7) Set Adjacent speaker to 0.04
8) Save an ini file in a subfolder called sLsR named as per the source file.
9) Set the centre width back to zero and save another ini file in a sub folder called LR
10) Repeat steps 2-9 for each source file
11) Put a copy of all source files in both the 'LR' and 'sLsR' subfolders and run the conversion process through the QQ Helper
12) Once complete, extract the Front channels from the LR output and the Rear channels from the sLsR output and put the two sets of newly created 2 channel files in separate folders. I have written a couple of batch files to do this in SoX.
13) Run both sets of files created in step 12 through DRMeter in Foobar to get peak and RMS levels. Also get DRMeter levels for the stereo source files.

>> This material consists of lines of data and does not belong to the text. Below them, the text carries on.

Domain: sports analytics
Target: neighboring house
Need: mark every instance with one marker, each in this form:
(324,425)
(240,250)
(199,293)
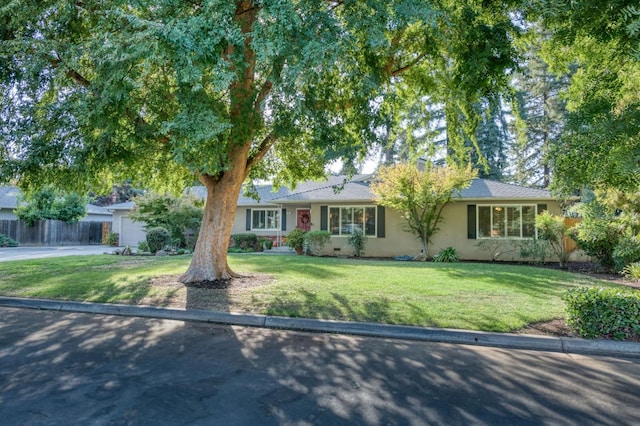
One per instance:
(130,232)
(10,195)
(486,211)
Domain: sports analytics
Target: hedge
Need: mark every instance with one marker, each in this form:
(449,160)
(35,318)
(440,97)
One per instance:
(603,312)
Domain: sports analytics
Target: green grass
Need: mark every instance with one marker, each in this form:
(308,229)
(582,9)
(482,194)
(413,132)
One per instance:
(489,297)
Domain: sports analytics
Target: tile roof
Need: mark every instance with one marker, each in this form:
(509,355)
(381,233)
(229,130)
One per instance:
(339,189)
(484,188)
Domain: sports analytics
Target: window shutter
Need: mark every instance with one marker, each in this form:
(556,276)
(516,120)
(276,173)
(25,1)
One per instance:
(471,222)
(324,218)
(381,222)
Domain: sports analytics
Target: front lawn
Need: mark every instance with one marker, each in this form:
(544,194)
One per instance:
(490,297)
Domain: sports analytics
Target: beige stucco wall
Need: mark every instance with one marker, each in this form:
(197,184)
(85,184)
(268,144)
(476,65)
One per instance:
(397,242)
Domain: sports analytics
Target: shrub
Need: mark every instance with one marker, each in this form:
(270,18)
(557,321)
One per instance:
(239,250)
(157,238)
(316,241)
(496,247)
(357,240)
(552,228)
(265,243)
(245,241)
(112,239)
(632,271)
(609,313)
(143,246)
(536,250)
(447,255)
(295,238)
(6,241)
(597,239)
(626,252)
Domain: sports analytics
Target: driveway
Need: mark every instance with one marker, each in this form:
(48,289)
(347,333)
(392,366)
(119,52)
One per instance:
(24,253)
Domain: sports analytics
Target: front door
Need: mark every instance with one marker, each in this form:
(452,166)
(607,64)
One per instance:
(304,219)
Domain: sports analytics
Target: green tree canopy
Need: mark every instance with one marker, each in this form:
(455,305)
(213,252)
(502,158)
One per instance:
(161,92)
(600,147)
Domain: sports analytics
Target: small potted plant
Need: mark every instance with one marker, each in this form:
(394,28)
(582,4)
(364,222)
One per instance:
(295,240)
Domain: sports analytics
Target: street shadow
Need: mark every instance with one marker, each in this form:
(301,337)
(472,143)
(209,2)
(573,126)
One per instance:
(64,368)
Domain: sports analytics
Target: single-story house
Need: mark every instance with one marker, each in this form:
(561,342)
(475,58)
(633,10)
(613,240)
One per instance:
(130,233)
(486,211)
(9,196)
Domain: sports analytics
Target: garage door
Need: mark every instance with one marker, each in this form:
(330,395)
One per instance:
(131,233)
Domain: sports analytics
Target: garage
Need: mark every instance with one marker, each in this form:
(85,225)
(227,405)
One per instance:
(131,233)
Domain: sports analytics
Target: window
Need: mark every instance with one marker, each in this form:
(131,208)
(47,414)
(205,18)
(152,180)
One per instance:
(506,221)
(345,220)
(267,219)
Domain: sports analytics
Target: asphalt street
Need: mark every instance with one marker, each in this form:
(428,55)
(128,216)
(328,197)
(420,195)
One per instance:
(76,368)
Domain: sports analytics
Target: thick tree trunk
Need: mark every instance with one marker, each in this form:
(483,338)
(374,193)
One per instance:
(209,262)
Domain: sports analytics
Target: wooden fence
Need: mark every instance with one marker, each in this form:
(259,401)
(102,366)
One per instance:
(54,232)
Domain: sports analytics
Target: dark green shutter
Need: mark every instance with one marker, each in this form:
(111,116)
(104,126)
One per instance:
(471,221)
(381,222)
(324,218)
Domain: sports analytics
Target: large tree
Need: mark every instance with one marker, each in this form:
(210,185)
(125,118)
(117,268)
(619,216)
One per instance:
(600,147)
(164,92)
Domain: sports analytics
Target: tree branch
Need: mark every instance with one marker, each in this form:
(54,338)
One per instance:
(260,152)
(71,73)
(404,68)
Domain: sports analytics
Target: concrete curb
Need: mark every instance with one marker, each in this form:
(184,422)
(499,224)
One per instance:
(467,337)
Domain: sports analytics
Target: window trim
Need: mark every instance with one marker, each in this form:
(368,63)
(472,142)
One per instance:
(278,214)
(374,207)
(504,205)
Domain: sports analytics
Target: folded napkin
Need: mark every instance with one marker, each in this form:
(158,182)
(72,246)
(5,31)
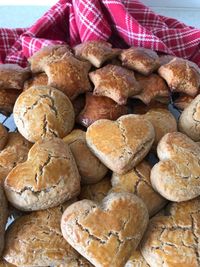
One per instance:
(124,23)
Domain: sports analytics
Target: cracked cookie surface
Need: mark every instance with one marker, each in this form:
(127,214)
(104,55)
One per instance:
(90,167)
(140,59)
(115,82)
(122,144)
(36,240)
(177,175)
(137,181)
(181,76)
(42,112)
(174,239)
(96,52)
(115,227)
(48,177)
(189,121)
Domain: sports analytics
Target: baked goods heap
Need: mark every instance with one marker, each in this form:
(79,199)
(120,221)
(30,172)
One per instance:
(97,153)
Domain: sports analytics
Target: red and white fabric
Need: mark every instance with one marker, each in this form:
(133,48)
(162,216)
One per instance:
(122,22)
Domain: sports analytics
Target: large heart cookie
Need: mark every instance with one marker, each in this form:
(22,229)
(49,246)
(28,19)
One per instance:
(177,175)
(122,144)
(106,233)
(173,239)
(48,177)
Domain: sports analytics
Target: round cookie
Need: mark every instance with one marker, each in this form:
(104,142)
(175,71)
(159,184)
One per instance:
(189,121)
(3,217)
(43,111)
(137,181)
(15,151)
(36,240)
(48,177)
(3,136)
(106,233)
(96,192)
(174,239)
(90,168)
(163,122)
(177,175)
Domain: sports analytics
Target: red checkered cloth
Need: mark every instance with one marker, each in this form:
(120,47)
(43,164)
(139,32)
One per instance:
(124,23)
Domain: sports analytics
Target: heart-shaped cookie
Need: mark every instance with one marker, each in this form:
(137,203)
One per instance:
(177,175)
(173,239)
(48,177)
(121,144)
(106,233)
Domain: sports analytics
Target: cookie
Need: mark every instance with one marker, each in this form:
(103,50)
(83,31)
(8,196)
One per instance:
(163,122)
(96,192)
(42,112)
(189,121)
(177,175)
(48,177)
(173,239)
(96,52)
(140,59)
(46,54)
(137,181)
(36,240)
(115,227)
(90,168)
(100,107)
(181,76)
(121,144)
(115,82)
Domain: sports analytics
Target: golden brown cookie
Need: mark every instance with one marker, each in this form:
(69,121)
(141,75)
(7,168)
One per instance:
(48,177)
(7,100)
(189,121)
(181,76)
(12,76)
(136,260)
(140,59)
(15,151)
(137,181)
(3,217)
(177,176)
(90,168)
(100,107)
(163,122)
(36,240)
(3,136)
(38,79)
(183,101)
(69,75)
(174,239)
(115,226)
(42,112)
(4,263)
(153,88)
(115,82)
(96,192)
(121,144)
(47,54)
(97,52)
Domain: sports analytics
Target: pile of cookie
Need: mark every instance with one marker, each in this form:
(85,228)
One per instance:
(97,153)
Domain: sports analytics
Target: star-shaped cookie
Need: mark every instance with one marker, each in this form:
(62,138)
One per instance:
(97,52)
(153,88)
(115,82)
(69,75)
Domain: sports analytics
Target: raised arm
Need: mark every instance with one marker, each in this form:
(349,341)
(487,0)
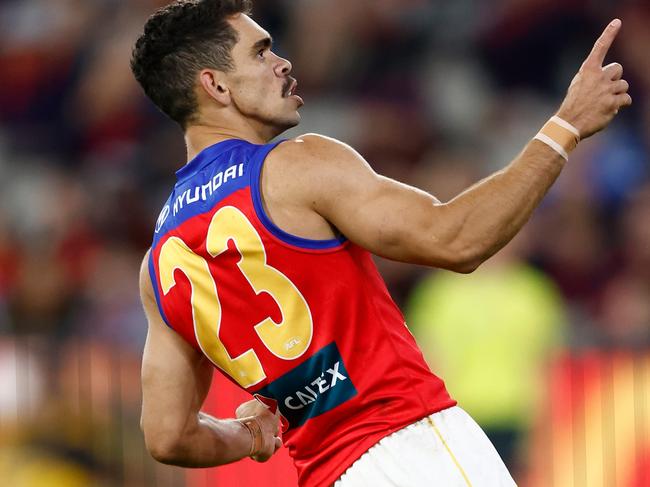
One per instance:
(403,223)
(175,381)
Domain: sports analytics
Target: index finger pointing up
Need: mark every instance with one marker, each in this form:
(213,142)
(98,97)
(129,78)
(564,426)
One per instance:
(602,45)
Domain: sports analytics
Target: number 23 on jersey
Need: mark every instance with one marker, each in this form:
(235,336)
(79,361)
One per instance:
(288,339)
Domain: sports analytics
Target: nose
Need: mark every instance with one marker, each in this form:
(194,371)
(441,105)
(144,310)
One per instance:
(284,67)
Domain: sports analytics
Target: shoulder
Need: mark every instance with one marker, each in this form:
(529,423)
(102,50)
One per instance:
(311,148)
(146,287)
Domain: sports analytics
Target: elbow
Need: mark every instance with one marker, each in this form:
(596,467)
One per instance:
(164,447)
(459,258)
(465,266)
(164,452)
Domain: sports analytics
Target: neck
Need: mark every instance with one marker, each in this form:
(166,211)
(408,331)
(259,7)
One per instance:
(200,136)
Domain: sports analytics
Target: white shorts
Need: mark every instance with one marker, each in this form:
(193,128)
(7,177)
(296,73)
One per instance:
(446,449)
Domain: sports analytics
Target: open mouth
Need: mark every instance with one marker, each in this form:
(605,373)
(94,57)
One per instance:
(290,88)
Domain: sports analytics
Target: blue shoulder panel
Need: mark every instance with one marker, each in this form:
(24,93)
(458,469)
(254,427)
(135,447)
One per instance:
(257,163)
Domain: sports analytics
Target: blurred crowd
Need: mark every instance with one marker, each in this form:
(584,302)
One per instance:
(434,93)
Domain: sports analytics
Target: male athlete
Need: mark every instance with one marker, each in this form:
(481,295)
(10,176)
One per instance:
(260,266)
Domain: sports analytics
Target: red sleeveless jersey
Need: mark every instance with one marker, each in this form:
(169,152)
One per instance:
(305,326)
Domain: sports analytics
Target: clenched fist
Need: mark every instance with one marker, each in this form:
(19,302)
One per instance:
(264,427)
(596,93)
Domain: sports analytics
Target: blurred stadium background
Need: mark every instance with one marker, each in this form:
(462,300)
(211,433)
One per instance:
(547,345)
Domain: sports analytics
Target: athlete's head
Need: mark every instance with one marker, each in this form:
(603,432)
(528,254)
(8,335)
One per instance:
(206,60)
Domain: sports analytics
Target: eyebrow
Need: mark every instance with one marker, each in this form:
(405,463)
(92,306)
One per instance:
(265,43)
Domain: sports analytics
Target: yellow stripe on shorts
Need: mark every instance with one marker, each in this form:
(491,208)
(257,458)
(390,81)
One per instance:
(453,457)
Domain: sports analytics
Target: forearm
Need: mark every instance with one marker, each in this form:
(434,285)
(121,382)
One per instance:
(208,442)
(484,218)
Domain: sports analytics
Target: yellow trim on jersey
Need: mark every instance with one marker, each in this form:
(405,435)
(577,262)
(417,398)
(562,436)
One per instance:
(453,457)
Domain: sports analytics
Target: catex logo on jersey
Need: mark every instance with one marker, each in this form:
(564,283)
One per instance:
(315,387)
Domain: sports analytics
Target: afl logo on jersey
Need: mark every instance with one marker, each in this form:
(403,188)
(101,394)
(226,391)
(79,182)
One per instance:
(162,218)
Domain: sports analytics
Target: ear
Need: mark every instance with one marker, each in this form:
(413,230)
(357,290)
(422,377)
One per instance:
(214,86)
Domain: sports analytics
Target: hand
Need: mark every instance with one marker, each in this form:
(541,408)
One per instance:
(269,425)
(596,93)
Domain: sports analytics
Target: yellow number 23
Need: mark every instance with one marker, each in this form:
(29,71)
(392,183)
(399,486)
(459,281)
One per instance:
(288,339)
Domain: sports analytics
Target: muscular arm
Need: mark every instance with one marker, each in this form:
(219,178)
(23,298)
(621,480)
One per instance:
(175,382)
(403,223)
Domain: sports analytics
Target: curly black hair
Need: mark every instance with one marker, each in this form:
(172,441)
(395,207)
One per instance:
(179,40)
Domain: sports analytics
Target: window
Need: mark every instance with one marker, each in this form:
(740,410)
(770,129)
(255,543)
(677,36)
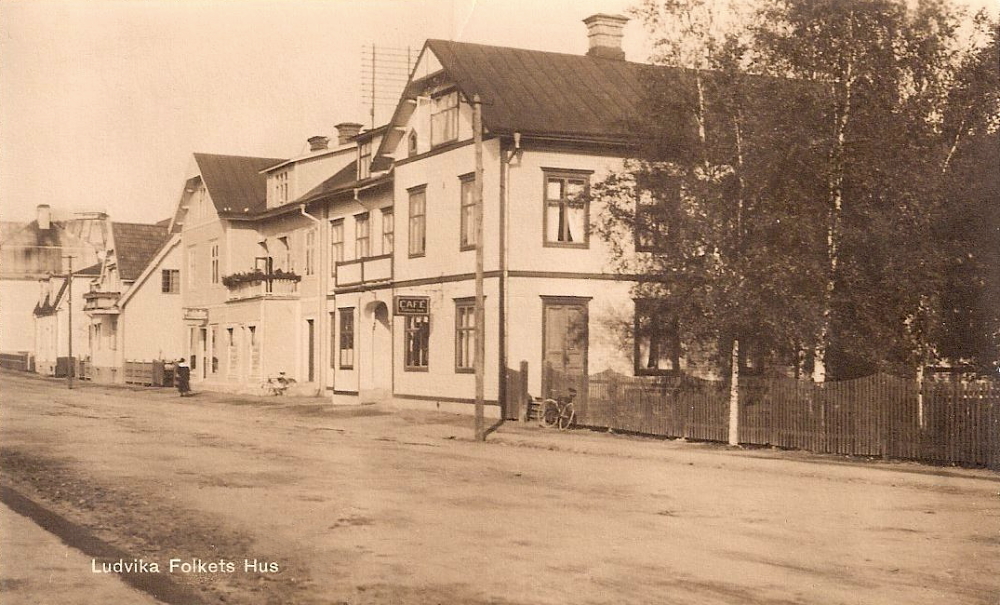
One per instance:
(418,222)
(652,211)
(657,340)
(192,267)
(336,244)
(388,227)
(171,281)
(444,118)
(465,335)
(232,352)
(362,236)
(566,209)
(280,188)
(347,338)
(288,260)
(467,213)
(215,263)
(417,340)
(254,351)
(310,251)
(411,144)
(364,160)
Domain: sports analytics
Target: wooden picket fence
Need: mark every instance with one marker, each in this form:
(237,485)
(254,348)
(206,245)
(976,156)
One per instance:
(879,415)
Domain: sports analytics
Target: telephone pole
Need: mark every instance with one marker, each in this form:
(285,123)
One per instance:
(477,138)
(71,369)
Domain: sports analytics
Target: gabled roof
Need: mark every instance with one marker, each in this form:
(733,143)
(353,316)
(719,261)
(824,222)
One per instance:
(135,246)
(536,92)
(235,183)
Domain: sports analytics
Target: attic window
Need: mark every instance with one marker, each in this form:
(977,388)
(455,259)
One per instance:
(411,145)
(444,118)
(364,160)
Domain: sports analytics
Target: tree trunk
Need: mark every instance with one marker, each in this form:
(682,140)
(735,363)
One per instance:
(734,395)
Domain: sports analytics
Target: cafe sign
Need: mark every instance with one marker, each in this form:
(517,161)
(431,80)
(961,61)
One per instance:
(412,305)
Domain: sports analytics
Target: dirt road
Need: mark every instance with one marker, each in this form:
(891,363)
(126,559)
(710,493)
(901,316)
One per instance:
(372,505)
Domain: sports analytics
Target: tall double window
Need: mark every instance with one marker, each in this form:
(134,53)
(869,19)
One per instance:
(362,236)
(346,348)
(657,340)
(416,343)
(567,208)
(418,221)
(336,244)
(467,213)
(310,251)
(444,118)
(388,228)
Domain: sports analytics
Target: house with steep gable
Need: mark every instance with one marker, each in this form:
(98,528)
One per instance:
(134,315)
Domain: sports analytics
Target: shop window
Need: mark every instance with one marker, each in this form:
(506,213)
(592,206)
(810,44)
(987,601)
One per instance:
(465,335)
(567,209)
(347,338)
(417,342)
(657,340)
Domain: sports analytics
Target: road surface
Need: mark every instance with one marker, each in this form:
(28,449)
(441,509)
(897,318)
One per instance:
(375,505)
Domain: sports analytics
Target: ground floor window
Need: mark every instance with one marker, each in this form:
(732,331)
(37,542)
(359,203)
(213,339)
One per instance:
(417,342)
(465,335)
(657,340)
(347,338)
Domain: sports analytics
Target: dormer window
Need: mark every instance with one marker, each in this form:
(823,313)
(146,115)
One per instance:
(280,188)
(411,144)
(364,160)
(444,118)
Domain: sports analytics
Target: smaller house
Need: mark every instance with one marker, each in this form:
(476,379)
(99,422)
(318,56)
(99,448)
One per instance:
(134,306)
(58,299)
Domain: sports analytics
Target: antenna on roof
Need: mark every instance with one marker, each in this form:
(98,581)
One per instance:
(384,74)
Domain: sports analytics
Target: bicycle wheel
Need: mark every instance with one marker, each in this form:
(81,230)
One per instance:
(566,416)
(549,413)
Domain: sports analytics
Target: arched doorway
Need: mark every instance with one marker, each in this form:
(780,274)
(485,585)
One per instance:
(375,376)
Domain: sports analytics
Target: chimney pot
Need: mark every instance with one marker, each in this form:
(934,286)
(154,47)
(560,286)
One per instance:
(346,131)
(44,217)
(604,32)
(318,143)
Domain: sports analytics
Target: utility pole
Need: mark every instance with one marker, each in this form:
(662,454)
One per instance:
(69,306)
(477,138)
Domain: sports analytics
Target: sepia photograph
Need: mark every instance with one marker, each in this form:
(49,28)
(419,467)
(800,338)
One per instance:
(500,302)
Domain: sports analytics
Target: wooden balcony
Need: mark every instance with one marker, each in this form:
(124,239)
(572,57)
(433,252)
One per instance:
(371,270)
(101,303)
(267,286)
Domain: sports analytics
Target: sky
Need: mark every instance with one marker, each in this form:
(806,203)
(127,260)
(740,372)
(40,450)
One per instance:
(103,102)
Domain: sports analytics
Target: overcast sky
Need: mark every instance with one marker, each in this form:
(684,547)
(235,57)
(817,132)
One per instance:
(102,102)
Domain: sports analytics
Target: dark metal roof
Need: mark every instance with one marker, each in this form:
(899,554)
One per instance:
(235,183)
(135,245)
(535,92)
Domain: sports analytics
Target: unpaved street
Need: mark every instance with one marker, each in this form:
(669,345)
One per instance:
(374,505)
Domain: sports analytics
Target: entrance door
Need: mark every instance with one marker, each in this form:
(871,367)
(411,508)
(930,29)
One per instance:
(564,347)
(311,353)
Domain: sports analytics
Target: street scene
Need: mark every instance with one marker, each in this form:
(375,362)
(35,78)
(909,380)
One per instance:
(479,302)
(369,505)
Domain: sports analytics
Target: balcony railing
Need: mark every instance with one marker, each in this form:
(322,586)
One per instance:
(101,302)
(374,269)
(272,286)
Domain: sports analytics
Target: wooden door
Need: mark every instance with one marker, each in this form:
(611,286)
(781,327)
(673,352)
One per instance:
(564,348)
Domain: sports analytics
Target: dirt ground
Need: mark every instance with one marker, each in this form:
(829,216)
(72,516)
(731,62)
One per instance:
(375,505)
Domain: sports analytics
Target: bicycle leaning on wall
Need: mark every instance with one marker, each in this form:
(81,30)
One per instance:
(558,412)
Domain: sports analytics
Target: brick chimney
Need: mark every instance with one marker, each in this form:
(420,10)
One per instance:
(604,32)
(346,131)
(44,217)
(318,143)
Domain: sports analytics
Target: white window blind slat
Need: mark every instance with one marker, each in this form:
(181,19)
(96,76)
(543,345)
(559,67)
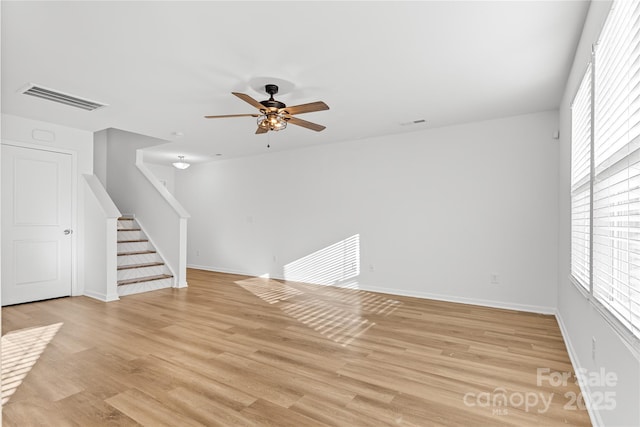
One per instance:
(581,182)
(616,156)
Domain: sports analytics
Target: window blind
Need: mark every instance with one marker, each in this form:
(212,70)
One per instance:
(581,182)
(616,186)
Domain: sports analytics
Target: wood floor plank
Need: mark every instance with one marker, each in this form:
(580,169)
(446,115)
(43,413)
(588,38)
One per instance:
(234,350)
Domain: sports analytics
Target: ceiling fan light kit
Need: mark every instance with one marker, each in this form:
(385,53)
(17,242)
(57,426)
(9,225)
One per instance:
(275,115)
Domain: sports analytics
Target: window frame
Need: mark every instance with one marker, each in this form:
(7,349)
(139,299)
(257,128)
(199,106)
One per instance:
(626,332)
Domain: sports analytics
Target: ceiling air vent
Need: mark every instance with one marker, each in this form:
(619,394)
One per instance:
(62,98)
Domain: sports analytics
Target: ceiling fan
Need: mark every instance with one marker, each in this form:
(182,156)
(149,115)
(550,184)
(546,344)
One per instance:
(274,115)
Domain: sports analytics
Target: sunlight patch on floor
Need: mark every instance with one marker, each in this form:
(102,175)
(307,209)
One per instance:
(269,290)
(20,351)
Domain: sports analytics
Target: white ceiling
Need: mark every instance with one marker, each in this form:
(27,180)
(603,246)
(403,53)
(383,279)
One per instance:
(162,66)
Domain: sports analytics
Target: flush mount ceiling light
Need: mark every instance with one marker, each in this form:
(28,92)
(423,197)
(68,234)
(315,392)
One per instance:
(181,164)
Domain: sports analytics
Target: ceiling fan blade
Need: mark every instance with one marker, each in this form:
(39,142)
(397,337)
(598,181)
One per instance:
(306,108)
(231,115)
(305,124)
(248,99)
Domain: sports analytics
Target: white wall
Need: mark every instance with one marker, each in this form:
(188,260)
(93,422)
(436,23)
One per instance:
(100,156)
(101,260)
(437,211)
(578,318)
(165,174)
(80,144)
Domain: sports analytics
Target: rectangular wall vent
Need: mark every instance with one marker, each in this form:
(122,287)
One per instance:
(62,98)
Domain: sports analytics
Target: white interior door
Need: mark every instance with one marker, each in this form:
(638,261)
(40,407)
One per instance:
(36,224)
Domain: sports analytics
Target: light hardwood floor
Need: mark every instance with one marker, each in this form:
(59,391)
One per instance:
(235,350)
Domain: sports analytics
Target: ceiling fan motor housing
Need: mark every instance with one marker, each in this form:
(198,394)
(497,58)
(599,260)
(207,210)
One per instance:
(272,103)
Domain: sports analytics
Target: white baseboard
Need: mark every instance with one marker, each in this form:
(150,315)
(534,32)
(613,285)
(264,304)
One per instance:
(472,301)
(222,270)
(594,415)
(409,293)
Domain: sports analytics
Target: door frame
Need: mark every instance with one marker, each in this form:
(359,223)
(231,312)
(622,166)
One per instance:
(75,291)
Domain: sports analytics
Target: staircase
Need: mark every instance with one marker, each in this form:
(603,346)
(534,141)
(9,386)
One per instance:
(140,267)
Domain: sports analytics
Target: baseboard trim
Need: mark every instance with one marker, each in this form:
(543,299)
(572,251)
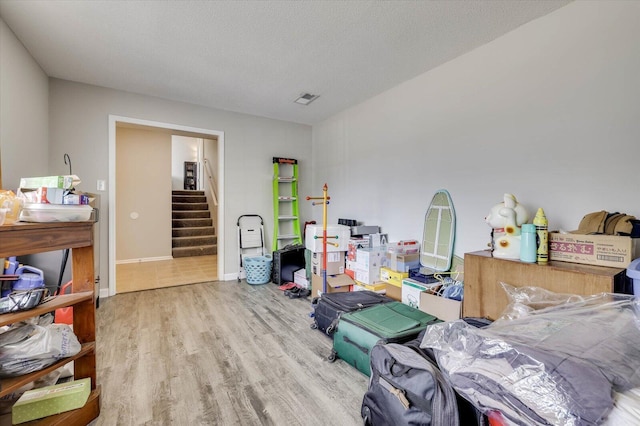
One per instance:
(104,293)
(144,259)
(231,277)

14) The next process will adjust the levels of the output files to match the relative RMS levels of the source file, with the rear channels set to 3dB lower RMS than the fronts
15) I have written a spreadsheet into which you can input the peak and RMS levels calculated in step 13 and create a custom batch file to adjust the levels of the LR and sLsR sets and merge to form your final 4.0 Flac files. It is reasonably self explanatory - If the figure in cell I:50 goes red, manually put the same number in the adjacent cell and it should change to 0.00
16) Copy paste the content of cells A:55 to A:112 to notepad and save the file as gain.bat in a folder that has the output from step 12 in two subfolders named LR and sLsR
17) Double click gain.bat and you should get your final files a few minutes later, ready for final tagging etc
On the two conversions I have done using this process, I have found there to be much less distortion and artifacts in the rear channels - and of course, without a centre channel there can be no distortion/artifacts there either.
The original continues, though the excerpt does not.